Les économistes prévoient une belle fin d'année au Québec

La situation économique du Québec devrait encore s'améliorer ou du moins se maintenir au cours des six prochains mois, selon une forte majorité des économistes québécois.
L'Association des économistes québécois sonde périodiquement ses membres sur leur perception de l'évolution à court terme de la conjoncture.
À la fin de juin, tout comme en mars dernier, seulement 23 % d'entre eux ont dit craindre une détérioration.
En octobre 2011, la réponse avait été pessimiste chez 35 % des membres interrogés par Léger Marketing.
L'optimisme est maintenant partagé par 76 % des sondés, 11 % prédisant une amélioration et 65 % prévoyant que les conditions actuelles se maintiendront.
La recherche de l'Association couplée à un autre coup de sonde donné dans l'ensemble de la population un peu plus tôt montre que les économistes et le grand public sont majoritairement d'accord pour dire que la prospérité repose largement sur la santé des finances publiques.
Pourtant, les deux groupes s'entendent pour reléguer l'État au dernier rang des acteurs (les économistes préfèrent de beaucoup les entreprises privées) pouvant le mieux contribuer à un Québec plus prospère.

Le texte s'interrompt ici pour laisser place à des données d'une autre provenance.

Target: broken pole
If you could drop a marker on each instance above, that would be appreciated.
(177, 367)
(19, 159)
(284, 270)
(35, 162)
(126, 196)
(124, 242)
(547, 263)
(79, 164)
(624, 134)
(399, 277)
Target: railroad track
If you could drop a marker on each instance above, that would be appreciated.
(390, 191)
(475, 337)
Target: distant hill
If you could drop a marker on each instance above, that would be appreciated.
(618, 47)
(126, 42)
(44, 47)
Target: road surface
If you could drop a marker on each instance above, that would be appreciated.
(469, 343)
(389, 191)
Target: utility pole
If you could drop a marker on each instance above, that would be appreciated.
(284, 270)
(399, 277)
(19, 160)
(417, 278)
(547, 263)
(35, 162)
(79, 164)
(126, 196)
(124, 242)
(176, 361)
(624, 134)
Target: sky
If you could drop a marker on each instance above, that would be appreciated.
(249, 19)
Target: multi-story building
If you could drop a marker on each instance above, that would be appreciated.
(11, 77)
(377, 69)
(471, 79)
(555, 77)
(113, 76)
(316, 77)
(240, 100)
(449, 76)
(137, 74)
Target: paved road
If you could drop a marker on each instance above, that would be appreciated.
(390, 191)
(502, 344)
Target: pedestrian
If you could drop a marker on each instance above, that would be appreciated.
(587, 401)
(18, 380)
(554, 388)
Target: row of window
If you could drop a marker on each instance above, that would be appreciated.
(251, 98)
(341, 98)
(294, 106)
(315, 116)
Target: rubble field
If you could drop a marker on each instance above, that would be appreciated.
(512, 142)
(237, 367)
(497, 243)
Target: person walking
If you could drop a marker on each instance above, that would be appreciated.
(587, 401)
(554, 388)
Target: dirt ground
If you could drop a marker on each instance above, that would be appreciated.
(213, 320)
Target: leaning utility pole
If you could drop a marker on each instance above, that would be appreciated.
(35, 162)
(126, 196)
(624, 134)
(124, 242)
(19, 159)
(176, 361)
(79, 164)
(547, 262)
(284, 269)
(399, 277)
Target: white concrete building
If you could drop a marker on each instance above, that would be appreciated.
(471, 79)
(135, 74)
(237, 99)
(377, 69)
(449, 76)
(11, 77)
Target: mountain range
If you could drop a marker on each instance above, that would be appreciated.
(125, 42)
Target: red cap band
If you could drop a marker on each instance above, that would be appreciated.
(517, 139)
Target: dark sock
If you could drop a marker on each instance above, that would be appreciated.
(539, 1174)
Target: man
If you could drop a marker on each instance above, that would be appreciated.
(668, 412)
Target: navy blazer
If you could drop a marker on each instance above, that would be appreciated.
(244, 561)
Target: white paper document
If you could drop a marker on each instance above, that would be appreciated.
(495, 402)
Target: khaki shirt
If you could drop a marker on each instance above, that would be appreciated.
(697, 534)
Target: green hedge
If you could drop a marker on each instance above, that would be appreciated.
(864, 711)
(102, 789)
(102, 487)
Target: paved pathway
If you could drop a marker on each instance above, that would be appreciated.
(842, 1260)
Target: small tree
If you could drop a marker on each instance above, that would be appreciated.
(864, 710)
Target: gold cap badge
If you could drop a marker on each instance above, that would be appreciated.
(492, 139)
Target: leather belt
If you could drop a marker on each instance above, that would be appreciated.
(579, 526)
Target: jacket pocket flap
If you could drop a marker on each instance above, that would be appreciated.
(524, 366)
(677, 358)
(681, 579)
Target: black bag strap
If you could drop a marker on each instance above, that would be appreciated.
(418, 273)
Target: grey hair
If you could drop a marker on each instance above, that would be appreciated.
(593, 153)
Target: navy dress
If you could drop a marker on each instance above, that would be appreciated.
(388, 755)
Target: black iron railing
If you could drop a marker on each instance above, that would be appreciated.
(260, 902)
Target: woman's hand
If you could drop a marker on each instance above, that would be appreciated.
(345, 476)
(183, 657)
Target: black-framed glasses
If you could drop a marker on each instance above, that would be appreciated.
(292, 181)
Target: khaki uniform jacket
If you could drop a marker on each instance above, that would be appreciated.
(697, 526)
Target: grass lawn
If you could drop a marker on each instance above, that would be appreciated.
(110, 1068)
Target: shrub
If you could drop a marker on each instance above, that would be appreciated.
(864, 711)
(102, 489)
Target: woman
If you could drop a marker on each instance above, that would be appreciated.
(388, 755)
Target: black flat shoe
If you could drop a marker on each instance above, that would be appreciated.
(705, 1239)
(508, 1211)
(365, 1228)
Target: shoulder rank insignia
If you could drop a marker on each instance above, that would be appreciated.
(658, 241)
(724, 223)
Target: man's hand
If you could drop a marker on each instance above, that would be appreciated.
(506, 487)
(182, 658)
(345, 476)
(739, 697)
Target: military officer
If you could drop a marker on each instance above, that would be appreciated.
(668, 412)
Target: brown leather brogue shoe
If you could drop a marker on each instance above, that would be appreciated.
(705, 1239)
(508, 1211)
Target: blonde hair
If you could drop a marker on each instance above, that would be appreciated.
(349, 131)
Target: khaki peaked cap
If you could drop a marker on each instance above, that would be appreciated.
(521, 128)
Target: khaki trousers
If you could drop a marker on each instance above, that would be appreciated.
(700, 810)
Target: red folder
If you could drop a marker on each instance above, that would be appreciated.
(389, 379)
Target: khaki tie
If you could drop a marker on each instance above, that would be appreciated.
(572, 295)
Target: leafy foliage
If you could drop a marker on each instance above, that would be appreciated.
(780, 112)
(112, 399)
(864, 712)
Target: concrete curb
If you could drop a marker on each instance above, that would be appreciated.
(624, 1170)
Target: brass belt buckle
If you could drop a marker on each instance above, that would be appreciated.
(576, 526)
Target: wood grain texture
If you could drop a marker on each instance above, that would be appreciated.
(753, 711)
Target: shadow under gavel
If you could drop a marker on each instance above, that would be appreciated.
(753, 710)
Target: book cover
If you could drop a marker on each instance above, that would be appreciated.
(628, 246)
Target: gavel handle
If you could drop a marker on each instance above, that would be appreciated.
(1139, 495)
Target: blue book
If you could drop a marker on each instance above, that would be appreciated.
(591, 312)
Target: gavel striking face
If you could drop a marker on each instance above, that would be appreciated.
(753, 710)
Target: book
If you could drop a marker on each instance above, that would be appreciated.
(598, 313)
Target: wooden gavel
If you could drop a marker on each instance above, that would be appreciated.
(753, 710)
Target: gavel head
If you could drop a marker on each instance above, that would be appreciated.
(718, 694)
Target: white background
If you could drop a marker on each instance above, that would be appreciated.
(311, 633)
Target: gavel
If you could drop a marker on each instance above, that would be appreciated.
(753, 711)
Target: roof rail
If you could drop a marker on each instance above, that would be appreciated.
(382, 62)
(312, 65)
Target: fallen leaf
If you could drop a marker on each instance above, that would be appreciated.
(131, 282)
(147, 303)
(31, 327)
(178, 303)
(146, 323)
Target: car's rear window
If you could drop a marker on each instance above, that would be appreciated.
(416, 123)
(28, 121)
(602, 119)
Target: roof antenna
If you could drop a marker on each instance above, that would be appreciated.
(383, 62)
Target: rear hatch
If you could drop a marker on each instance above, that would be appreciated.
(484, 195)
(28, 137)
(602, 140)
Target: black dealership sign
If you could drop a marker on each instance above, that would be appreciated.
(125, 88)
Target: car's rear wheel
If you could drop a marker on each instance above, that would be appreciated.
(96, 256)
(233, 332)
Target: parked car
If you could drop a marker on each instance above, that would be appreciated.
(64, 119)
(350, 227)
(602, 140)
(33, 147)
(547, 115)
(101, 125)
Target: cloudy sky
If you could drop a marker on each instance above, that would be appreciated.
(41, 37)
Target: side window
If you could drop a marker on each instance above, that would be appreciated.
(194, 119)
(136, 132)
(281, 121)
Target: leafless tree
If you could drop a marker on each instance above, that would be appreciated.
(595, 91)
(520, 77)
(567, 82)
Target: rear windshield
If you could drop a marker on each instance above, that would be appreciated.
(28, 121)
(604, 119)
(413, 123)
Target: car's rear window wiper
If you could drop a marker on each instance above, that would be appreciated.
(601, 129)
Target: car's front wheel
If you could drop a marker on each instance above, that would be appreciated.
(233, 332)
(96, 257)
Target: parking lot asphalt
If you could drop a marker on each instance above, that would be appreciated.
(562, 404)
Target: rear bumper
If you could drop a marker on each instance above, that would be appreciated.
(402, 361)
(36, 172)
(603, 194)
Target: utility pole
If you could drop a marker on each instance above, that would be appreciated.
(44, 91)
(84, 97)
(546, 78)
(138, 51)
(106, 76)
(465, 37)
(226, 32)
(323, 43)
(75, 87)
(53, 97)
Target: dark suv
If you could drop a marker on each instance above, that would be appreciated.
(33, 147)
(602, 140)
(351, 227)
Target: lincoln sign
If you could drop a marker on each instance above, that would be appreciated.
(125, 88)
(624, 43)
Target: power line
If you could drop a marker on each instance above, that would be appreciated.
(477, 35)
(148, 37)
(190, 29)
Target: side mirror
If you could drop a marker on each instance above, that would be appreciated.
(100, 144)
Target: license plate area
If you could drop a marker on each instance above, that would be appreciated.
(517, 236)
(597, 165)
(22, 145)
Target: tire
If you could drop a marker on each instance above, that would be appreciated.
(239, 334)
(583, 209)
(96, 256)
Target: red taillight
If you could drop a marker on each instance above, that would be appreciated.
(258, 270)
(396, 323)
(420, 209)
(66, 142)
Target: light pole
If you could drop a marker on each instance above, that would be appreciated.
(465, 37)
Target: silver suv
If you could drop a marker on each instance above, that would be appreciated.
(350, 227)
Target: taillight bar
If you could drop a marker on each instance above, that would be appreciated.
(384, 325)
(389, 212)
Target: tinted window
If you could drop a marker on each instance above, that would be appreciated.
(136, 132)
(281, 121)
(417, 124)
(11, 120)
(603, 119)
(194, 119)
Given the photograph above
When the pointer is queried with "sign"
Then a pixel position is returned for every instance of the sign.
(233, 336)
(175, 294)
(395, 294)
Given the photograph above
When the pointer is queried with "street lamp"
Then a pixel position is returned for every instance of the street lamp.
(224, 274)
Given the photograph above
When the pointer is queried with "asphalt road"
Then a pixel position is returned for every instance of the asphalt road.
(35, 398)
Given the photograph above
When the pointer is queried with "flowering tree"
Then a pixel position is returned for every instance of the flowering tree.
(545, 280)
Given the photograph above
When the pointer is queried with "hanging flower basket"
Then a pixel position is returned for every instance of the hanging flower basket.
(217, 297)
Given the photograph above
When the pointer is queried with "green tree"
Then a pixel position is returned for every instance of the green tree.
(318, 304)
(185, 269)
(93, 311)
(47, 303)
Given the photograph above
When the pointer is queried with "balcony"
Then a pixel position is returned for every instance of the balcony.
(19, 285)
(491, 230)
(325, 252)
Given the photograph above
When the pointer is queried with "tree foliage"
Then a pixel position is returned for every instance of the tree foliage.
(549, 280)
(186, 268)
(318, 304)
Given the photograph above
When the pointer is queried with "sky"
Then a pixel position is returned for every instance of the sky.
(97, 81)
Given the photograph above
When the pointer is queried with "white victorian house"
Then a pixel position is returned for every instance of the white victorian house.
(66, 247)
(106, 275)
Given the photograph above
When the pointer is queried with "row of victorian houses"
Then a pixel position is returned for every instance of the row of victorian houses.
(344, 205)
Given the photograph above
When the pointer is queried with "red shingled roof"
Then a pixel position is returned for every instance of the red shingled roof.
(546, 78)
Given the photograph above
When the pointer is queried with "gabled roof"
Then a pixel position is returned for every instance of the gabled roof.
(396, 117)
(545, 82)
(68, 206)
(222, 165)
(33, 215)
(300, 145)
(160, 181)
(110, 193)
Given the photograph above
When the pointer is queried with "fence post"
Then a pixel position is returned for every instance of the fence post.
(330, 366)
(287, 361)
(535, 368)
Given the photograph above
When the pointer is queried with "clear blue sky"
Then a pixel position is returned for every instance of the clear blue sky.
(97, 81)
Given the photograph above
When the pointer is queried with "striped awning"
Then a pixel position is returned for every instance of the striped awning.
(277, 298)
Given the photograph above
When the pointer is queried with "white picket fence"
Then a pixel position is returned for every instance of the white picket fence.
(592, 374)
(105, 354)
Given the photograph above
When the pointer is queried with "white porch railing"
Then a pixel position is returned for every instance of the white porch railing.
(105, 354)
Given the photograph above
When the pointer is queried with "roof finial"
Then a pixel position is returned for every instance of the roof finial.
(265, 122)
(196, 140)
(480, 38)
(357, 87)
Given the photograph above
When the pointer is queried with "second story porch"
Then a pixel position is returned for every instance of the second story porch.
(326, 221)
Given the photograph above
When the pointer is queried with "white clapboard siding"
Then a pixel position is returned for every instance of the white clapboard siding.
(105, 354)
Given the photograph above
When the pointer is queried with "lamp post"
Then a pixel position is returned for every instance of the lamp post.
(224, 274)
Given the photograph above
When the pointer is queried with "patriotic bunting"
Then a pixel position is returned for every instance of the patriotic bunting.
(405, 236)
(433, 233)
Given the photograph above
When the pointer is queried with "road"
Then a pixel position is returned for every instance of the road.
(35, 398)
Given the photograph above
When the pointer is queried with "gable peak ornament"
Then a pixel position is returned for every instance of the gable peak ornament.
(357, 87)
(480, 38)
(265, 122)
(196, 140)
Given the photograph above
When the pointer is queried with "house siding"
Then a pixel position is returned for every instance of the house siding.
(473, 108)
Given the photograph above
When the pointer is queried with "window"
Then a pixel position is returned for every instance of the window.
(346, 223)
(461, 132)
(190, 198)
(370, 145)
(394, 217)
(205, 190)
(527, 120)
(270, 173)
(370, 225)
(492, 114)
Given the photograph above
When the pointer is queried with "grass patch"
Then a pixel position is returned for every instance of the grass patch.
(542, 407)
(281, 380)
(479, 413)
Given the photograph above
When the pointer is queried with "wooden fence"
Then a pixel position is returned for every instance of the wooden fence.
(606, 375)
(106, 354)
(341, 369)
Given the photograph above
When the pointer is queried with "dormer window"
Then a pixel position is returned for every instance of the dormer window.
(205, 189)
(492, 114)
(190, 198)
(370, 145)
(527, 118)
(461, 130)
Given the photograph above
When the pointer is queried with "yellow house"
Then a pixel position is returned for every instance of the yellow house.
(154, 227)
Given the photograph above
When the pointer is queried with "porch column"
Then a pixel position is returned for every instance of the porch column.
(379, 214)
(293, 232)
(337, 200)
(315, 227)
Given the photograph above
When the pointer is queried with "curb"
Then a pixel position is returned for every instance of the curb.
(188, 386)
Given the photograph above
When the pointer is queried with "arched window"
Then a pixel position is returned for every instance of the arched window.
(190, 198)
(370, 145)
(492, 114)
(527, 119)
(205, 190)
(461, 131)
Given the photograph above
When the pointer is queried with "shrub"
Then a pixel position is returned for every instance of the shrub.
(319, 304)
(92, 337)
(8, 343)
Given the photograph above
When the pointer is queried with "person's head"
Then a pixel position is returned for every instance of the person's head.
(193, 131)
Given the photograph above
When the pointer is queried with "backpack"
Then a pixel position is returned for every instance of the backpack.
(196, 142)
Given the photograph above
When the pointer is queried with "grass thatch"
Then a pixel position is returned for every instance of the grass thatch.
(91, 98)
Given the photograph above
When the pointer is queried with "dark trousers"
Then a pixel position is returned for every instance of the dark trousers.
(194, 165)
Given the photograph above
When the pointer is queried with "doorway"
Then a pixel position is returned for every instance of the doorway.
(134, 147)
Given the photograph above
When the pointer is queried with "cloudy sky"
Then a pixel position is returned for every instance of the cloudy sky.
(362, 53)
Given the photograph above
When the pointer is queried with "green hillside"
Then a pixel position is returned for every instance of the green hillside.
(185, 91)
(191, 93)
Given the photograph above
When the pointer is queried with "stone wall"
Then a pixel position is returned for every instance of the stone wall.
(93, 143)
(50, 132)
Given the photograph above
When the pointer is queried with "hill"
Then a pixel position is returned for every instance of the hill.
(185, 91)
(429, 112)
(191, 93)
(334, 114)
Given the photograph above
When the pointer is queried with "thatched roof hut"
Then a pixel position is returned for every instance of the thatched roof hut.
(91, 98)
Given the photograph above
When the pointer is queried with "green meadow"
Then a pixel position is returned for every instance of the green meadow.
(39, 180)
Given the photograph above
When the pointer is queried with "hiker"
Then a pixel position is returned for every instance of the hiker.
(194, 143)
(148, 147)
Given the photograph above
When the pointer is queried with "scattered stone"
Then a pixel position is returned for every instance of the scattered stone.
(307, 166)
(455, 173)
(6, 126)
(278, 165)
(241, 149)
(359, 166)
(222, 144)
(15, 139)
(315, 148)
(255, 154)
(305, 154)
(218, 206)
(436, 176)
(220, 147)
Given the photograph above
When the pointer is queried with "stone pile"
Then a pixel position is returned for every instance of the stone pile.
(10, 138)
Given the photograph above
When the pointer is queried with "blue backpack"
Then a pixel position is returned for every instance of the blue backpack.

Rappelons à ce sujet que, 24 heures avant la publication de ce résultat, l'agence de cotation Moody's a conservé à la dette du gouvernement du Québec la cote Aa2, avec une perspective «stable».
Prospérité
Experts et citoyens se rejoignent par ailleurs pour parler de société prospère quand l'emploi abonde et quand les salaires sont convenables.
Les opinions divergent cependant sur l'importance de l'innovation et de la croissance économique.
La première dépasse légèrement la seconde dans l'échelle des économistes, tandis qu'une forte croissance économique est deux fois plus importante que la capacité d'innover pour l'ensemble de la population.
Les experts s'intéressent à la cause, les citoyens à l'effet, peut-on lire dans le commentaire diffusé par l'Association des économistes québécois.
Le président de son comité des politiques publiques, Jean-Michel Cousineau, a aussi commenté la priorité accordée par 68 % des économistes à l'amélioration de la productivité pour atteindre la prospérité. «Si, dit-il, la productivité augmente [...], cela peut contribuer à 1- accroître la contribution fiscale des entreprises; 2- améliorer la santé des finances publiques; 3- accroître l'accès aux services publics; 4- mieux lutter contre la pauvreté, ce que la population souhaite.»